Free movement of capital and Golden Shares in Volkswagen: unexpected twist or foreseeable outcome?

Jelena Ganza, PhD Candidate, Dickson Poon School of Law, KCL

Pursuant to the so-called ‘loyalty to the EU principle’ enshrined in Article 10 EC, Member States are obliged to remove national barriers to free movement of capital (Article 63 TFEU). However there are certain national barriers which the Member States sought to retain in spite of the foresaid obligation. These barriers are the so-called ‘golden shares’[i]  which allow State to retain control over former SOE’s. Typically, the special ‘golden’ share (hereafter: GS) aimed to remain property of State, granting it with special powers and allowing to exercise control over company’s management which could only be exercised by a majority shareholder. In order to be acceptable under the then EC law GS had to be justified on grounds of exceptions laid down in the Treaty[ii], meet legal certainty and proportionality requirement – an imperative that could not be easily satisfied. The EU Commission has long acknowledged that there is no place for unjustified GS and sued erring Member States in the Court of Justice of European Union (CJEU).
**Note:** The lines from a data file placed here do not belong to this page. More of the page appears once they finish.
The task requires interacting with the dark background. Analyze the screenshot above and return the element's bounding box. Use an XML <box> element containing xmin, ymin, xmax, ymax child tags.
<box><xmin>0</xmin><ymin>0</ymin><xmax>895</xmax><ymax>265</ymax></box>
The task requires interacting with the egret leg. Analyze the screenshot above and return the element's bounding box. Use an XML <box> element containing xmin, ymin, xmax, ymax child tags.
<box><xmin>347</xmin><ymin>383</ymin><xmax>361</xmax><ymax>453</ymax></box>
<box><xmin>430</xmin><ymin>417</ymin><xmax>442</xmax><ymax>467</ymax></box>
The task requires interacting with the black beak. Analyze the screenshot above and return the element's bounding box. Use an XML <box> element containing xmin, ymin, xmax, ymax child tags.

The CJEU has evaluated the legality of GS in fifteen cases and only in one instance their application has been justified.[iii] These condemning judgments are of declamatory character therefore it is up to the national Government to choose how to comply.
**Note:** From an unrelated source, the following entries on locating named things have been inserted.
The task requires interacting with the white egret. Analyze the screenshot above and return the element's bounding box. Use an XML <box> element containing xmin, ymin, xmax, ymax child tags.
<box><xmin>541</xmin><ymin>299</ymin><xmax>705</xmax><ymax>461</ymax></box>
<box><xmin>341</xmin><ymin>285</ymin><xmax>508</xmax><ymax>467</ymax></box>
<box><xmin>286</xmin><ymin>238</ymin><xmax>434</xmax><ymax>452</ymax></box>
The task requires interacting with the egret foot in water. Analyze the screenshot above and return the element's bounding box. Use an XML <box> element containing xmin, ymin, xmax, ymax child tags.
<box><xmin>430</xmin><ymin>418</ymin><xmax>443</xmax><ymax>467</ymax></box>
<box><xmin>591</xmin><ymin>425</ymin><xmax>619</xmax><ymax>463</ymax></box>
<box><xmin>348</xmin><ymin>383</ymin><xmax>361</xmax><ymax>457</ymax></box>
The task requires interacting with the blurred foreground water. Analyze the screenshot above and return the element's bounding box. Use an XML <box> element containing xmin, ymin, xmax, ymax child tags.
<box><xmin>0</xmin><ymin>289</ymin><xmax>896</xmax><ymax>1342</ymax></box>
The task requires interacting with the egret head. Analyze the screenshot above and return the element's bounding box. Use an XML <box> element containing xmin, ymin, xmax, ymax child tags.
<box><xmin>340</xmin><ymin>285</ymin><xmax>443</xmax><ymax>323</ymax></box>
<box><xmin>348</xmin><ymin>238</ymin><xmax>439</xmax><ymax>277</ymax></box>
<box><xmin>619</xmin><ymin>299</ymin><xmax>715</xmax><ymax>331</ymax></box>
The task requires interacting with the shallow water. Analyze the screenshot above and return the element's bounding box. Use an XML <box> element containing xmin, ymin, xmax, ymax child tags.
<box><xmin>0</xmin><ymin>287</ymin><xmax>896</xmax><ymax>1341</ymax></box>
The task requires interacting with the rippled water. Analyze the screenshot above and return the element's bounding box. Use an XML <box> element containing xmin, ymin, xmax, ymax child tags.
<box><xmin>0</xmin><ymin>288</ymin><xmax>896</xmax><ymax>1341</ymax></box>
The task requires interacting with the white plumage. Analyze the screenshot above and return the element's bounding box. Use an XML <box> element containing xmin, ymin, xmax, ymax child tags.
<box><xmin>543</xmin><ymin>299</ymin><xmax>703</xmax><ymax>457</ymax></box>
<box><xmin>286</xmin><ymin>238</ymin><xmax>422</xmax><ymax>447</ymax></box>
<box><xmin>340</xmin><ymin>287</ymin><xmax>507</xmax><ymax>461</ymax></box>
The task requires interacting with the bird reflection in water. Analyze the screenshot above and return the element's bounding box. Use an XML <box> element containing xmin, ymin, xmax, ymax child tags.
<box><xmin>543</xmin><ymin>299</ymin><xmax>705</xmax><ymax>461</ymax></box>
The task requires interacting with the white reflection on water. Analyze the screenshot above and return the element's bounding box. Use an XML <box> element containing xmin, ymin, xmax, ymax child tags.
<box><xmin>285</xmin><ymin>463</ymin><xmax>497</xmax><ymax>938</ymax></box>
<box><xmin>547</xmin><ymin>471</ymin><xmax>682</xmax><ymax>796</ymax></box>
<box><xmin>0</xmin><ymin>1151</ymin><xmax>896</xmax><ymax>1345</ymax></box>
Compliance obligations stem from the CJEU’s judgments – depending on the wording of the operative part and summary the State’s Government could employ different compliance strategies. Firstly, the Member State could repeal GS, thus entirely eliminating the infringement of the Treaty. Compliance by repeal could be seen as acting in line with the sincere co-operation principle as it eliminates the breach of the Treaty in its entirety and therefore effectively complies with the judgment. Secondly, the Member State could attempt to meet the justification criteria so that overruled GS could pass the justification test. Since passing the justifying GS is a challenging task, in practice the Commission was never satisfied with ‘compliance by amendments’. Following such amendments GS retained their dissuasive powers for foreign investors and subsequently impeded capital movements. As a result, any justification attempts of overruled GS inevitably triggers further infringement proceedings on amended GS or even sparks further infringement procedure for non-compliance with the original judgment. Therefore, any ‘compliance by amendment’ could be seen as acting contrary to the sincere co-operation principle under Article 10 EC. The above finding has been tested by analysis of Italian cases[iv] which revealed that GS are of obstinate character and governments could be reluctant to repeal them while tampering with the justification test instead.
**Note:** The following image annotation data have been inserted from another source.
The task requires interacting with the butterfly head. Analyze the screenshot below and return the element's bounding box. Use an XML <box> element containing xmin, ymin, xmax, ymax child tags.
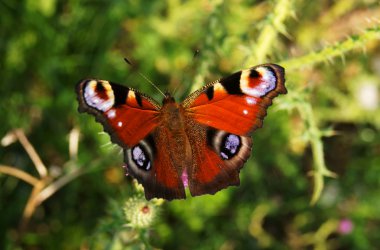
<box><xmin>162</xmin><ymin>92</ymin><xmax>175</xmax><ymax>104</ymax></box>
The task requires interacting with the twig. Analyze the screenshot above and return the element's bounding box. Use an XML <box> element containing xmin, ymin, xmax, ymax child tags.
<box><xmin>0</xmin><ymin>165</ymin><xmax>39</xmax><ymax>186</ymax></box>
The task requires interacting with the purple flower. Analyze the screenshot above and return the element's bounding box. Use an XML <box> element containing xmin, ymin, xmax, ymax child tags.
<box><xmin>338</xmin><ymin>219</ymin><xmax>354</xmax><ymax>234</ymax></box>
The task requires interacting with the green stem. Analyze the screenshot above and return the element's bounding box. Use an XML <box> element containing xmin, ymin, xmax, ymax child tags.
<box><xmin>279</xmin><ymin>26</ymin><xmax>380</xmax><ymax>70</ymax></box>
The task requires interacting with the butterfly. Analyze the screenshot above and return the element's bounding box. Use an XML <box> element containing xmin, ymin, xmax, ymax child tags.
<box><xmin>76</xmin><ymin>64</ymin><xmax>287</xmax><ymax>200</ymax></box>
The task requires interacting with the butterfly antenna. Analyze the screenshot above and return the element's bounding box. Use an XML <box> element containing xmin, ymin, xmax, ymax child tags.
<box><xmin>124</xmin><ymin>58</ymin><xmax>165</xmax><ymax>97</ymax></box>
Generally GS judgments clearly established which provisions were illegal leaving the Member State with indication as to which GS have to be repealed or amended. However, as the following analysis will show, sometimes the Member States are left with a GS ruling with a seemingly dubious compliance obligations stemming from it. Such was the case with the CJEU’s landmark ruling on C-112/05 Commission v Germany[v] which is one of the most famous and longest-running cases in Community history. In this case the Commission challenged one of the oldest instances of GS, the so-called ‘Volkswagen Law’ (the Law) implemented in 1960’s exclusively for the automobile company Volkswagen. It must be stressed, that the Law differs considerably from other GS in other States in one respect: it did not reserve special powers for the sole benefit of the Member State per se but rather used provisions of national company law to treat State authorities as ordinary private shareholder.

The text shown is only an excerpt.